Size matters in golf, just as it does in any sport. Golf is increasingly about generating more clubhead speed, and obviously "the cream" and "the clear" could be helpful in this pursuit. It is naive to think steroids wouldn't be tempting to a talented but scrawny young golfer, or a mini-tour journeyman seeking a little edge to help feed his family.

As for the widespread belief that pro golfers would never, ever break the rules, well, that would make them the only people on Earth exempt from human nature.

Athletes in virtually every sport have been ensnared in 'roids scandals, including tennis pros and cricketeers. Pro golfers have been known to cheat on their wives and cheat on their taxes, but they wouldn't think to try something that could significantly boost their performance? C'mon. Anyway, experimenting with steroids is not even against the rules right now, because there are no rules.

Like Woods, Greg Norman is a big-picture guy, and he has been the sharpest critic of Finchem's see-no-evil stance. "That's a bunch of bulls---, as far as I'm concerned," Norman recently told the Sydney Morning Herald. "Don't stick your head in the sand. Step up to the plate. If there's nothing there, great, but if you find a couple who've done it, at least your organization has been ballsy enough to eliminate it.

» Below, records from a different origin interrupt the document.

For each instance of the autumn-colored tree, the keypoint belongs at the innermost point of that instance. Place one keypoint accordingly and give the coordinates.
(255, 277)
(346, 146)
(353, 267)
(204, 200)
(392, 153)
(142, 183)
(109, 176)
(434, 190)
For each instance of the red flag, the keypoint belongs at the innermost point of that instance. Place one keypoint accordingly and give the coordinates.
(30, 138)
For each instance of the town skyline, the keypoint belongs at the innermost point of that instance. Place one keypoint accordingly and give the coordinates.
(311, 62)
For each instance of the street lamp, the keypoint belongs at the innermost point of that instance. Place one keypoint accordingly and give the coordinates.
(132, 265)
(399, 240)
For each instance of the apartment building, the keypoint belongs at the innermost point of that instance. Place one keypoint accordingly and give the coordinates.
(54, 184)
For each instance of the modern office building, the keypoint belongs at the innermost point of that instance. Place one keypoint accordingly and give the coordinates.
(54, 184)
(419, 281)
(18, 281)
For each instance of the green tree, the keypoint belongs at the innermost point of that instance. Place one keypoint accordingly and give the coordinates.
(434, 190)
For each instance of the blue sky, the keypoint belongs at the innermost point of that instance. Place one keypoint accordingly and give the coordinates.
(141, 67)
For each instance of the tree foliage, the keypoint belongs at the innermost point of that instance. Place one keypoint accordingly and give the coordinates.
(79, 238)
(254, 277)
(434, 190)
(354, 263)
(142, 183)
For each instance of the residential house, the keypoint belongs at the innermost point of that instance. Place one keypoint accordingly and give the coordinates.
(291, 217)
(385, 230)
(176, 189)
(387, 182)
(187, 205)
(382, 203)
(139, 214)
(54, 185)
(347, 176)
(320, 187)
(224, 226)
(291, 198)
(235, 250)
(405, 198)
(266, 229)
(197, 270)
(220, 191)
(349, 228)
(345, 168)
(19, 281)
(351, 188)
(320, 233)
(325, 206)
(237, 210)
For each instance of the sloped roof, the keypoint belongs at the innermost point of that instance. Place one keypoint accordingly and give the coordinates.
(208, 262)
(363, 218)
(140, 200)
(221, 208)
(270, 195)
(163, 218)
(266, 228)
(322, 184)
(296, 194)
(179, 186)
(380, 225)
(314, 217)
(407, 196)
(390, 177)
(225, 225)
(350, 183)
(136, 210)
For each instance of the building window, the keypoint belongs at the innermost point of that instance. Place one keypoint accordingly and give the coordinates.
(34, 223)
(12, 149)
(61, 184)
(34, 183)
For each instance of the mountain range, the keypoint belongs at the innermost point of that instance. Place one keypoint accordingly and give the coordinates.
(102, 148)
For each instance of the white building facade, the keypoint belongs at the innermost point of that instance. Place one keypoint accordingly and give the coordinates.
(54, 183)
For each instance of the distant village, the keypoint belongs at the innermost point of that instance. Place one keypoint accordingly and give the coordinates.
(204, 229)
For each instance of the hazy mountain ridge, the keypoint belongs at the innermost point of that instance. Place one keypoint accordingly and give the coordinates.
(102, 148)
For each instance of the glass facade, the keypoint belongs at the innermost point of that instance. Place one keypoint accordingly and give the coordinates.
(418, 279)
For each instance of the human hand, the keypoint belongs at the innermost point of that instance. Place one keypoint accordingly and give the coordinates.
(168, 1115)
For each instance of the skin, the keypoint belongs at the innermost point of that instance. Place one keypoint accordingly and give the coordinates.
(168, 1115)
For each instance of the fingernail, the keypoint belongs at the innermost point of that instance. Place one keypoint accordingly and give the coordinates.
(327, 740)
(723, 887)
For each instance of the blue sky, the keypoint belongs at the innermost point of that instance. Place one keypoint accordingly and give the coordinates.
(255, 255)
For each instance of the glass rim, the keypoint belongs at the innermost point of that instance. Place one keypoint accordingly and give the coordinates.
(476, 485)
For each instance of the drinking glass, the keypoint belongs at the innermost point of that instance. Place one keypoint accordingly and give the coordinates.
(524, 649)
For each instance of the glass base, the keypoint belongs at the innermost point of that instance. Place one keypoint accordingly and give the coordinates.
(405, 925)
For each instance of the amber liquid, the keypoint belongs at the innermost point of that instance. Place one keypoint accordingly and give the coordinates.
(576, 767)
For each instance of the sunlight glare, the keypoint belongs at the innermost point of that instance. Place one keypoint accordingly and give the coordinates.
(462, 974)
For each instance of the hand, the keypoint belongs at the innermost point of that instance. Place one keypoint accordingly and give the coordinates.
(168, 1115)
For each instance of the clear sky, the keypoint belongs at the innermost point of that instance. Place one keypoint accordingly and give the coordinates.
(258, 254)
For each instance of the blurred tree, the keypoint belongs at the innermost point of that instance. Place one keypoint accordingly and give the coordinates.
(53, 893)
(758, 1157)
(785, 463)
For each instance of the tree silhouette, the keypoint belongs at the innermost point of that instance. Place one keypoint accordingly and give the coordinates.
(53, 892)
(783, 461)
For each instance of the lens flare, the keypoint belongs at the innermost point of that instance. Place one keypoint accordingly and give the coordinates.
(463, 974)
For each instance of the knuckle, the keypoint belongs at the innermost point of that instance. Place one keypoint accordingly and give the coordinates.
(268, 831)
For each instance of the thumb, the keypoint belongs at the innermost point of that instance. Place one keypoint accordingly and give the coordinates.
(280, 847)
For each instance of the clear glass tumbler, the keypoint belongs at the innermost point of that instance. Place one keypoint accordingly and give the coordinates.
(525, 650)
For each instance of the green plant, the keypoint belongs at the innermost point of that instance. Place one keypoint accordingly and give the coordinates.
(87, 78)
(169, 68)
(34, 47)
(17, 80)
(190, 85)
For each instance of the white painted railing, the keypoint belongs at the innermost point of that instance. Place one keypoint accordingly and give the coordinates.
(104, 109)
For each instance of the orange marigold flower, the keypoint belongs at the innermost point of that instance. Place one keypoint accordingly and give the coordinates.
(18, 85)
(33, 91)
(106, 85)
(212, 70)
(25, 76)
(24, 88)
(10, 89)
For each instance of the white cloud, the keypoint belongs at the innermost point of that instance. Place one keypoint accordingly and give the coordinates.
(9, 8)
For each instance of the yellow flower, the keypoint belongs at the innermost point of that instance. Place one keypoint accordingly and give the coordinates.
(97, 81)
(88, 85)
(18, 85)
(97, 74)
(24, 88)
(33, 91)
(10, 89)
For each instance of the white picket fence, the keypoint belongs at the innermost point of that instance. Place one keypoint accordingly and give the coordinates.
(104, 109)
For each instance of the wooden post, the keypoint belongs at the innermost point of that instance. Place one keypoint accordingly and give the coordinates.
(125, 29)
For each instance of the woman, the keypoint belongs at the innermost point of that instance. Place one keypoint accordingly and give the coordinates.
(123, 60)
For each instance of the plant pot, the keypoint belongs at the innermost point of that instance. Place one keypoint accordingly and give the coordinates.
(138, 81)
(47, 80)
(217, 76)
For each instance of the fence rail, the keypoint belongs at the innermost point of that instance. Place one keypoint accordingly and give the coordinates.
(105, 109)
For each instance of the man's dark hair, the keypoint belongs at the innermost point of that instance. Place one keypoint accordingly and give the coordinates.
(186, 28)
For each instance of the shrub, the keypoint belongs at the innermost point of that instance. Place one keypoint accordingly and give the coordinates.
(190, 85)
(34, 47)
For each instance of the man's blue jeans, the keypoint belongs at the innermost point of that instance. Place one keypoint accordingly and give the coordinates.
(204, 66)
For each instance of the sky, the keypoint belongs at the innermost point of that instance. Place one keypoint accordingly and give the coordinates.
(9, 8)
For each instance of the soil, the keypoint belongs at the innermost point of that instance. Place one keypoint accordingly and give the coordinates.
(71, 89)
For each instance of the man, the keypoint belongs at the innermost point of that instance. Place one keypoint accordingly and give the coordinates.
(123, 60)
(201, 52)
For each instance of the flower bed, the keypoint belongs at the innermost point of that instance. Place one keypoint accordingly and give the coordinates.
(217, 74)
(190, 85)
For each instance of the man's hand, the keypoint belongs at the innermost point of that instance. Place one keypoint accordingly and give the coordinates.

"You hear about it all the time on Tour, and if there are no rules and regulations in place, you don't blame the players for doing it. It isn't just steroids. Human growth hormone, beta blockers, there's probably a multitude of drugs out there [on the street] we don't even know about. It's been rumored for over 20 years, players using outside substances to help their performances. If you're playing for $5 million a week, [some players are going] to take advantage of it the best [they] can."

It is hard not to draw parallels between the golf firmament's slow response to advancing technologies in equipment and the state of denial on performance-enhancing drugs. Huge titanium drivers and hot balls and 'roids are about the same thing -- power.

The USGA and R&A were asleep at the switch as new technologies reshaped the sport. We are now in an era when golf courses are rendered obsolete in 20 years time. Jack Nicklaus recently announced that he is doing a top-to-bottom remodel of Valhalla, site of the 2008 Ryder Cup, because it has become defenseless against the modern game. This course is not some pre-war museum piece -- it opened in 1986!

Obviously the toothpaste is out of the tube on how far the ball now travels, but it is not too late for golf to be out in front on the issue of performance-enhancing drugs.

It is probably not a coincidence that Woods spoke out publicly about drug testing on the same day that the company that pays him many millions of dollars, Nike, suspended its contract with disgraced sprinter Justin Gatlin. You can never count on pro sports organizations to do the right thing, but they are sensitive to the marketplace. Drug scandals are bad for business, as Woods and Norman know. Golf can still maintain its admirable reputation for fair play, but only if the sport's leadership acts soon.